Award for Teamwork: Spotlight
Portrays the “spotlight team” of the Boston Globe that broke the story of the Catholic Church’s systematic cover-up of the sexual abuse of children/adolescents by priests. It is ingenuity and collaborative teamwork that leads to their success. Viewers will see how different character strengths are aligned with different team functions/roles and how each team member uniquely rises to the occasion when needed to take initiative, to lead, to investigate, and to challenge.
Award for Mindfulness: Anomalisa
In perhaps the most creative film of the year, Anomalisa is a unique animation from the quizzical mind of director/writer Charlie Kaufman, about a man lost in automatic pilot and monotony. He is shaken out (temporarily) by a naïve woman who raises his curiosity and moves him emotionally. She is his mindfulness catalyst. However, as is common for people who engage in mindfulness, he quickly returns to unawareness.
Award for Engagement: Circle
Fascinating independent film in which a random group of people find themselves part of an experiment in which they are standing in a circle they cannot move from and one person is killed off every couple minutes. They must figure how why this is happening and if it can be stopped. Themes of morality around decision-making, end of life, stereotyping, betrayal, trust, and manipulation are striking. This is a mysterious and stark film (filmed almost entirely in one room), and one thing is certain – the viewer is fully engaged throughout, as is every single character, because their life depends on it!
Award for Positive Emotions: Inside Out
One of the most popular positive psychology movies, across audiences, is this animated feature that highlights age-old adages of psychology/clinical psychology – that there is great value in our afflictive emotions (e.g., anger, fear, sadness), that we often feel a mixture/combination of emotions, and that it’s important to express our emotions directly.

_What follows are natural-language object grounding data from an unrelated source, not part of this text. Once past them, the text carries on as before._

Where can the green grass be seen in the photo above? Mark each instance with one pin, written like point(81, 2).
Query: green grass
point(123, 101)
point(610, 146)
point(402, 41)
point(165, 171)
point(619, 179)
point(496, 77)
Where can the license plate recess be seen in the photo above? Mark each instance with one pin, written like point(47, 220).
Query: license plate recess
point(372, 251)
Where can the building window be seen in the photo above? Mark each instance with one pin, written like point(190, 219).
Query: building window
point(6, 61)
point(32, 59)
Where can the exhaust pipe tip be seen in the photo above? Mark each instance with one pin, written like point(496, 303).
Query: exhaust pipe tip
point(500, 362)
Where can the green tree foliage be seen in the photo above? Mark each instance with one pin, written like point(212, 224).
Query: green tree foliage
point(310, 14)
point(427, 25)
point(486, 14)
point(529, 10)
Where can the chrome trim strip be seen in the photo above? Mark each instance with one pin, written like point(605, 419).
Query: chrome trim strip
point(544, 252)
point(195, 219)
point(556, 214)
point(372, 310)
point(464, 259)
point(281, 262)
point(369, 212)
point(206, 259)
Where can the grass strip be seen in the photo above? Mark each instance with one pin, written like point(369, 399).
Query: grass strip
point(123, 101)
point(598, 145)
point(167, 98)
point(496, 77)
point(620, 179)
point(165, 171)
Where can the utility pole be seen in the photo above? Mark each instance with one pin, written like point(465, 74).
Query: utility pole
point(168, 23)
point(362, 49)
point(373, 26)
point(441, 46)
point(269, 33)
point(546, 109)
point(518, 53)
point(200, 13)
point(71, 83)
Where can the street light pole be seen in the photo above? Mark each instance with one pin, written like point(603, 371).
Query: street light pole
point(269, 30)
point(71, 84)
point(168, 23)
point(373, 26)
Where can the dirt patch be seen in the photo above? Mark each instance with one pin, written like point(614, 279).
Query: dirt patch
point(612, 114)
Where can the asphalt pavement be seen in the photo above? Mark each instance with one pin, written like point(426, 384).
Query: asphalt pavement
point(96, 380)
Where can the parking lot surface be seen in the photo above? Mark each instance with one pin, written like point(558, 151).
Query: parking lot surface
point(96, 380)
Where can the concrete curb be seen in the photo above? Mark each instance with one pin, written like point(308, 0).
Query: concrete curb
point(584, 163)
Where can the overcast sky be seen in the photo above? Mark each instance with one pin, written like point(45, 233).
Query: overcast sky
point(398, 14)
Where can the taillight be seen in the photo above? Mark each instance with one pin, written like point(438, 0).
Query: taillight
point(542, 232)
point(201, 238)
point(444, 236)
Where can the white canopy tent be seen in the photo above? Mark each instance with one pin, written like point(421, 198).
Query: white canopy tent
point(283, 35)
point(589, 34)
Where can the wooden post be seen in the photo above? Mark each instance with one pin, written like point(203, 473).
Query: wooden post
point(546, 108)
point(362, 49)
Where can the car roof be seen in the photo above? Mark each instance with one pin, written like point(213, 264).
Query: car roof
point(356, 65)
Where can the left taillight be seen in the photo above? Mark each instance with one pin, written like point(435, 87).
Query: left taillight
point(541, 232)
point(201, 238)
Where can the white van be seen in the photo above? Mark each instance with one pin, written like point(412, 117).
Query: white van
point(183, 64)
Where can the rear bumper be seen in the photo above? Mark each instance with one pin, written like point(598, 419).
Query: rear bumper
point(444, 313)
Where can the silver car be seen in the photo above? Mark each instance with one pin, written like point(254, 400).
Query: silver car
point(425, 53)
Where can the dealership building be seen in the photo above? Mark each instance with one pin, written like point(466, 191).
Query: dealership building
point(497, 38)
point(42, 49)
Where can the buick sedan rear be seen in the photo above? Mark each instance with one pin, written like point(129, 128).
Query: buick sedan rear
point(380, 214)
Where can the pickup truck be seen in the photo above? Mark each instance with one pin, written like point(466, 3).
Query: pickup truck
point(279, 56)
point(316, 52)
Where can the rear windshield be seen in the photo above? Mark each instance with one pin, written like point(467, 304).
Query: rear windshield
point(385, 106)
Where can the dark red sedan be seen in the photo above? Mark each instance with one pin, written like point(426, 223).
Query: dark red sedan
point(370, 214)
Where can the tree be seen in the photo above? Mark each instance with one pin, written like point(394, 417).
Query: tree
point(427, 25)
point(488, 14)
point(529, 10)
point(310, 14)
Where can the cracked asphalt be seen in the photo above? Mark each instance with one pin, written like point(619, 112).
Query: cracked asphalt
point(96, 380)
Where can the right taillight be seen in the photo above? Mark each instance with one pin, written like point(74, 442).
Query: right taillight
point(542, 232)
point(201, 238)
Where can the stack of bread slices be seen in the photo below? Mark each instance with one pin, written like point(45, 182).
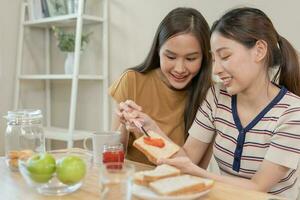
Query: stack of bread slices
point(168, 181)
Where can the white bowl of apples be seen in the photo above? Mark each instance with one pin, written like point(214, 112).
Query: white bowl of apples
point(57, 172)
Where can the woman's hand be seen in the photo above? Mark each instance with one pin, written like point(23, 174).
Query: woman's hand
point(126, 107)
point(129, 112)
point(183, 163)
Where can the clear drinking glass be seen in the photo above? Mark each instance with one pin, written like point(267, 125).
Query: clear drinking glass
point(24, 136)
point(113, 153)
point(116, 181)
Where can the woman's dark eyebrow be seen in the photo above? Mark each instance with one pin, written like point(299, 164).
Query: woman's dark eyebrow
point(171, 52)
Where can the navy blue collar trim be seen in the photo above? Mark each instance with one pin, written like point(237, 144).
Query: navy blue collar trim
point(242, 131)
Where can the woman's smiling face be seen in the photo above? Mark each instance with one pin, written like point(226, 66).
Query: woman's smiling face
point(235, 64)
point(180, 60)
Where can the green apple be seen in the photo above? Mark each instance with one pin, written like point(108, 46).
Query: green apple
point(70, 169)
point(41, 167)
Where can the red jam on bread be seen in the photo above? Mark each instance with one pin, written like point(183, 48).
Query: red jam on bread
point(157, 142)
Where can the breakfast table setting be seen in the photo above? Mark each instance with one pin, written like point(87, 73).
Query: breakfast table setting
point(14, 187)
point(29, 172)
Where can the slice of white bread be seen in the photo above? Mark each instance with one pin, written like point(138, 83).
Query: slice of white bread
point(138, 178)
point(181, 185)
point(153, 153)
point(161, 171)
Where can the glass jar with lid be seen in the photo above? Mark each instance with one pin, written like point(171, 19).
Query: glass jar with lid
point(24, 136)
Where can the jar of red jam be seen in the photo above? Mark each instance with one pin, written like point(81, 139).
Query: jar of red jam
point(113, 153)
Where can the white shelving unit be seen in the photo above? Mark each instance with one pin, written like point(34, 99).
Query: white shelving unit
point(77, 20)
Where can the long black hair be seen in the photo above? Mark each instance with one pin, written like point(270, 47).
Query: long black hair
point(247, 26)
point(181, 21)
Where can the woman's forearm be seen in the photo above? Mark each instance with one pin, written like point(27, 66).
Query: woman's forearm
point(240, 182)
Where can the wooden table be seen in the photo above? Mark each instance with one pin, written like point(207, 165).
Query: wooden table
point(13, 187)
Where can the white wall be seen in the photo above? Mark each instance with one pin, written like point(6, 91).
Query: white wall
point(132, 28)
point(134, 22)
point(9, 23)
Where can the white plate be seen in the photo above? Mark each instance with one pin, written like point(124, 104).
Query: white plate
point(146, 193)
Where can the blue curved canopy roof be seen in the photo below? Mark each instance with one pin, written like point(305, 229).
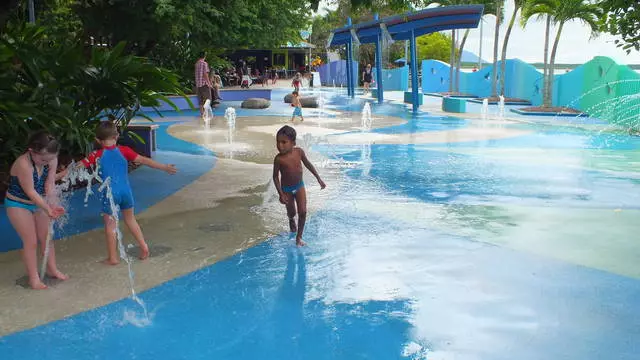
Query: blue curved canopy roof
point(421, 22)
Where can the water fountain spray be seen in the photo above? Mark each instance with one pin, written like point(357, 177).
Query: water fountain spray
point(230, 115)
point(366, 117)
point(207, 114)
point(501, 108)
point(484, 112)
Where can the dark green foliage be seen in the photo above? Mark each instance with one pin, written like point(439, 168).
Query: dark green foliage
point(623, 18)
point(60, 89)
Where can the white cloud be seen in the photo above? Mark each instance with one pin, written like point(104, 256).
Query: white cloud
point(527, 44)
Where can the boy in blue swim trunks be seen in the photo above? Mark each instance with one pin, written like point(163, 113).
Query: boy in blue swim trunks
point(295, 102)
point(287, 177)
point(113, 164)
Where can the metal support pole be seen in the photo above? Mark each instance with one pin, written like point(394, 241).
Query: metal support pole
point(414, 73)
point(350, 89)
point(379, 76)
point(32, 12)
point(349, 69)
point(480, 52)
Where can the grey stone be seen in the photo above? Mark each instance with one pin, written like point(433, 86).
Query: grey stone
point(154, 251)
point(255, 103)
point(309, 101)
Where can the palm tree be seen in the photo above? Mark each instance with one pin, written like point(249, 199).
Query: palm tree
point(452, 58)
point(489, 9)
point(541, 9)
point(518, 4)
point(583, 11)
point(496, 38)
point(559, 13)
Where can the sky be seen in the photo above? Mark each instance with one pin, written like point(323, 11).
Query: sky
point(527, 43)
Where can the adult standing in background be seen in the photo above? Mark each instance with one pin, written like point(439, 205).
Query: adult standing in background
point(203, 83)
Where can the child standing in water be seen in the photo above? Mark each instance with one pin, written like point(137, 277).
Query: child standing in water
point(287, 177)
point(295, 102)
point(31, 203)
point(113, 165)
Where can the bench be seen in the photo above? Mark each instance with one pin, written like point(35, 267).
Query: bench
point(455, 105)
point(147, 132)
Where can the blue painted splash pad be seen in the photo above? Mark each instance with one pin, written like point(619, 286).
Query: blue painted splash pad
point(404, 265)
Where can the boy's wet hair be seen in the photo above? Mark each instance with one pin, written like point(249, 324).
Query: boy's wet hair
point(107, 130)
point(43, 141)
point(287, 131)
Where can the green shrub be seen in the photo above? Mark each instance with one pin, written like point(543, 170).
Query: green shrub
point(66, 88)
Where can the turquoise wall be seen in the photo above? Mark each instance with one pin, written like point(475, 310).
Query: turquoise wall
point(393, 79)
point(600, 87)
point(523, 80)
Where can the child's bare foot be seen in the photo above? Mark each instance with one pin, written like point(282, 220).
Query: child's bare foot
point(57, 275)
point(37, 285)
point(111, 261)
point(144, 251)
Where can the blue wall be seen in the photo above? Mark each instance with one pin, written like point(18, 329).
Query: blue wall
point(523, 80)
point(335, 72)
point(393, 79)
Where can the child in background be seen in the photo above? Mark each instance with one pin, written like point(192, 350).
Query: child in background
point(297, 81)
point(31, 203)
point(295, 102)
point(113, 165)
point(287, 177)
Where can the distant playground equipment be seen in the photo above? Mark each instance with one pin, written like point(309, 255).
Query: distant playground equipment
point(400, 27)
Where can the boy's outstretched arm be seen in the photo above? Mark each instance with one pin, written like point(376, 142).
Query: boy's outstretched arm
point(168, 168)
point(311, 168)
point(276, 180)
point(131, 155)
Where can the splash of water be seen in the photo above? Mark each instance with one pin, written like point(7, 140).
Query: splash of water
point(484, 112)
point(207, 114)
point(80, 173)
point(230, 115)
point(366, 117)
point(105, 187)
point(501, 108)
point(47, 248)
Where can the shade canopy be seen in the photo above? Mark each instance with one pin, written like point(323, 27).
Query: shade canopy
point(401, 27)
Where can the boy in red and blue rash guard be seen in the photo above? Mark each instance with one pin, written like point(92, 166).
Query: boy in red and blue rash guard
point(114, 165)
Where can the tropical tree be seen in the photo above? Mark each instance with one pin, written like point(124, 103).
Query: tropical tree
point(623, 18)
point(489, 9)
point(533, 8)
point(496, 39)
point(58, 88)
point(435, 46)
point(560, 13)
point(518, 4)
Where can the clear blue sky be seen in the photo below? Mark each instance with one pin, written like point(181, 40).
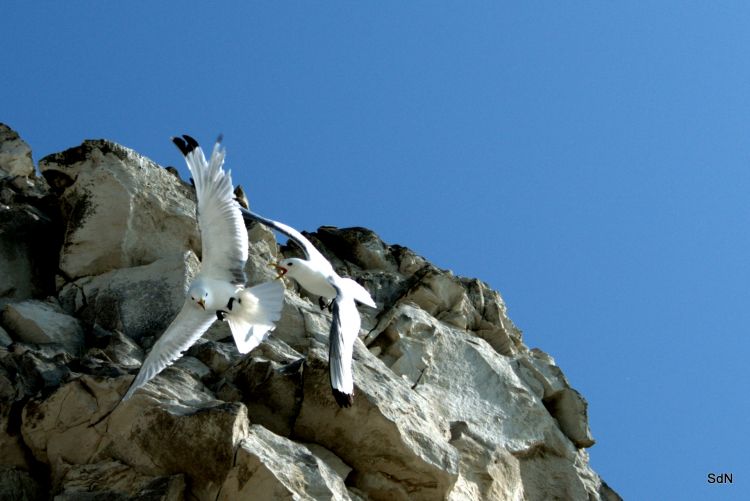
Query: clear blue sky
point(590, 160)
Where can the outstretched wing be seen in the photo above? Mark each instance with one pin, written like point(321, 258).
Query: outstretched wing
point(345, 325)
point(189, 324)
point(307, 247)
point(223, 232)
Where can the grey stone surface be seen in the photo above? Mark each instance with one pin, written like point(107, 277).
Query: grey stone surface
point(449, 401)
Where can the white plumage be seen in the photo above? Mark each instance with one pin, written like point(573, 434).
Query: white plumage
point(316, 275)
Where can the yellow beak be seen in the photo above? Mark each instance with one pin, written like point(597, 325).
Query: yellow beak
point(280, 269)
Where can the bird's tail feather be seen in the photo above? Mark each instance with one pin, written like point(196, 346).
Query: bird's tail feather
point(254, 313)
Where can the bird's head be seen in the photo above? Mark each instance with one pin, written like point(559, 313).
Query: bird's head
point(287, 267)
point(199, 295)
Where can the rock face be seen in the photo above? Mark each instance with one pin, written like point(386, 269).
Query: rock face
point(450, 403)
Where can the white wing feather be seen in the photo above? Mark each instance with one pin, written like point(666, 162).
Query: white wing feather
point(223, 232)
point(345, 325)
point(189, 324)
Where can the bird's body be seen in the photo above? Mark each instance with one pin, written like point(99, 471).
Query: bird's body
point(218, 291)
point(316, 275)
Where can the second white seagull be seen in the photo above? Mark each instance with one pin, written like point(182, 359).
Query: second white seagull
point(316, 275)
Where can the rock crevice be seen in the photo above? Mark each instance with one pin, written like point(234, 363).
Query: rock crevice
point(449, 401)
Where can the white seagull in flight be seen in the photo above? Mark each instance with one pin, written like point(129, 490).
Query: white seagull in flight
point(218, 291)
point(316, 275)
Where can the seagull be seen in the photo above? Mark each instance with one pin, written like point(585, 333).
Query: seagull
point(316, 275)
point(218, 292)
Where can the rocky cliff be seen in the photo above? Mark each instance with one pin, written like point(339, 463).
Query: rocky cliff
point(95, 256)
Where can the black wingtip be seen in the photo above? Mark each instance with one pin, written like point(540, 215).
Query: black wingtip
point(185, 144)
point(343, 399)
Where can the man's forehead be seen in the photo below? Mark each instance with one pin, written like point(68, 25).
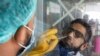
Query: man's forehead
point(79, 27)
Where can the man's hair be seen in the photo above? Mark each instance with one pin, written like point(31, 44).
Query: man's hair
point(85, 24)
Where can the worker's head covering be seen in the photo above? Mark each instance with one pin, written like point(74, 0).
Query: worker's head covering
point(13, 14)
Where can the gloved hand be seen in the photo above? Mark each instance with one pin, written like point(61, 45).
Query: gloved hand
point(46, 43)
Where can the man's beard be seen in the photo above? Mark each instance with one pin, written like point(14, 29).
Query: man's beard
point(69, 47)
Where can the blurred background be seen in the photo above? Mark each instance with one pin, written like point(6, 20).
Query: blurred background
point(49, 11)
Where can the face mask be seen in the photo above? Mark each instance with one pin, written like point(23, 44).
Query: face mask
point(28, 44)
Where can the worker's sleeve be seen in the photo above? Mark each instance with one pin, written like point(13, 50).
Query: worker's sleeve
point(46, 43)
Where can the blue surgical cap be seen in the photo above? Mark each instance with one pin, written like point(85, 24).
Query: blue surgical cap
point(13, 14)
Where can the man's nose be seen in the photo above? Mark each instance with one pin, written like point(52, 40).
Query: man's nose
point(71, 37)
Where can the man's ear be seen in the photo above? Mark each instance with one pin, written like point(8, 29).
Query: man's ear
point(84, 46)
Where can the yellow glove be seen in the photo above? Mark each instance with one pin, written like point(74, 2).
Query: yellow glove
point(46, 43)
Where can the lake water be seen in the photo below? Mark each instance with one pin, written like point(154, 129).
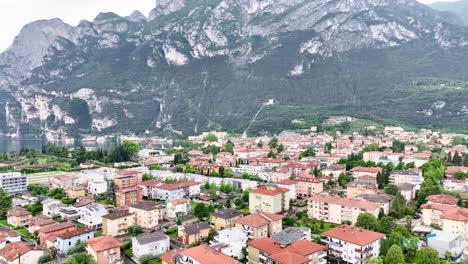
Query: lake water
point(9, 144)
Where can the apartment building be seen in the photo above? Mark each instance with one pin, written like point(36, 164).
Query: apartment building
point(413, 176)
point(336, 210)
point(308, 185)
point(270, 199)
point(352, 244)
point(14, 182)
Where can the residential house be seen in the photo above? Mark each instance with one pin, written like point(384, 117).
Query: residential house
point(116, 223)
point(357, 187)
point(271, 199)
point(202, 254)
point(49, 233)
point(18, 217)
point(259, 225)
point(308, 185)
point(154, 244)
point(412, 176)
point(291, 186)
point(336, 210)
point(267, 250)
point(224, 218)
point(65, 241)
point(352, 244)
point(104, 249)
point(178, 207)
point(230, 242)
point(91, 215)
point(128, 196)
point(192, 233)
point(361, 171)
point(147, 214)
point(21, 253)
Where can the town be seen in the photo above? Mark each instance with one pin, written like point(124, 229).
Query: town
point(378, 196)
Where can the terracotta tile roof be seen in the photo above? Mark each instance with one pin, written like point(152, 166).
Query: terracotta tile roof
point(456, 214)
point(345, 201)
point(258, 219)
point(354, 235)
point(56, 227)
point(366, 169)
point(18, 212)
point(270, 190)
point(206, 255)
point(442, 199)
point(287, 182)
point(300, 247)
point(103, 243)
point(11, 251)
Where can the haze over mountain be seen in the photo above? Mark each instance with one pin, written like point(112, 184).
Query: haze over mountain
point(195, 65)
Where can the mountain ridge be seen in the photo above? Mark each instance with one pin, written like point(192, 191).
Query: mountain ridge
point(196, 65)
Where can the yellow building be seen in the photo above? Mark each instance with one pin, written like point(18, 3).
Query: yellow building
point(116, 223)
point(270, 199)
point(147, 214)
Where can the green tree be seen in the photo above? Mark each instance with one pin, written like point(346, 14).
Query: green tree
point(395, 255)
point(134, 230)
point(367, 221)
point(428, 255)
point(80, 258)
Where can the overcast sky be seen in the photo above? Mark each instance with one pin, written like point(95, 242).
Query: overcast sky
point(14, 14)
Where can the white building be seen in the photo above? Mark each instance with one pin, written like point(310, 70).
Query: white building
point(352, 244)
point(14, 182)
point(230, 242)
point(150, 244)
point(91, 215)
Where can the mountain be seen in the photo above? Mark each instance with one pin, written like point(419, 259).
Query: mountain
point(195, 65)
point(459, 8)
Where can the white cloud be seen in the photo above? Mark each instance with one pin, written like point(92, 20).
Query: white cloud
point(14, 14)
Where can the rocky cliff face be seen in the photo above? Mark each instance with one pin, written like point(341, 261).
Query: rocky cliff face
point(198, 64)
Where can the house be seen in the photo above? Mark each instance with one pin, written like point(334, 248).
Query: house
point(361, 171)
point(334, 171)
point(291, 235)
point(412, 176)
point(352, 244)
point(336, 210)
point(202, 254)
point(91, 215)
point(49, 233)
point(116, 223)
point(14, 182)
point(445, 242)
point(357, 187)
point(230, 242)
point(260, 224)
point(177, 207)
point(65, 241)
point(18, 217)
point(128, 196)
point(21, 253)
point(308, 185)
point(36, 223)
point(408, 191)
point(224, 218)
point(51, 207)
point(271, 199)
point(291, 186)
point(8, 236)
point(192, 233)
point(267, 250)
point(154, 244)
point(147, 214)
point(104, 249)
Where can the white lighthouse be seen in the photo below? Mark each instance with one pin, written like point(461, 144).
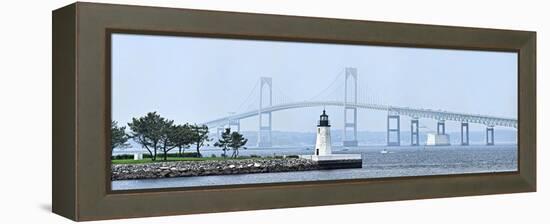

Unfortunately, the film depicts the standard imbalance found in traditional psychology – the underplaying of the positive, as there is only 1 positive emotion characterized (i.e., Joy), and 4 afflictive/negative emotions characterized.
Honorable Mention Awards
Award for Integrity: Bridge of Spies
Award for Redemption: Southpaw
Award for Friendship: The Good Dinosaur
Award for Hedonic and Eudaimonic Happiness: Danny Collins
Award for Character Strengths Overuse: Pawn Sacrifice
Award for Character Strengths Underuse: The Corpse of Anna Fritz
Award for Character Strengths Misuse: Ex-Machina
Niemiec, R. M., & Wedding, D. (2014). Positive psychology at the movies 2: Using films to build character strengths and well-being. Boston: Hogrefe.
Smithikrai, C. (2016). Effectiveness of teaching with movies to promote positive characteristics and behaviors. Procedia – Social and Behavioral Sciences, 217, 522-530.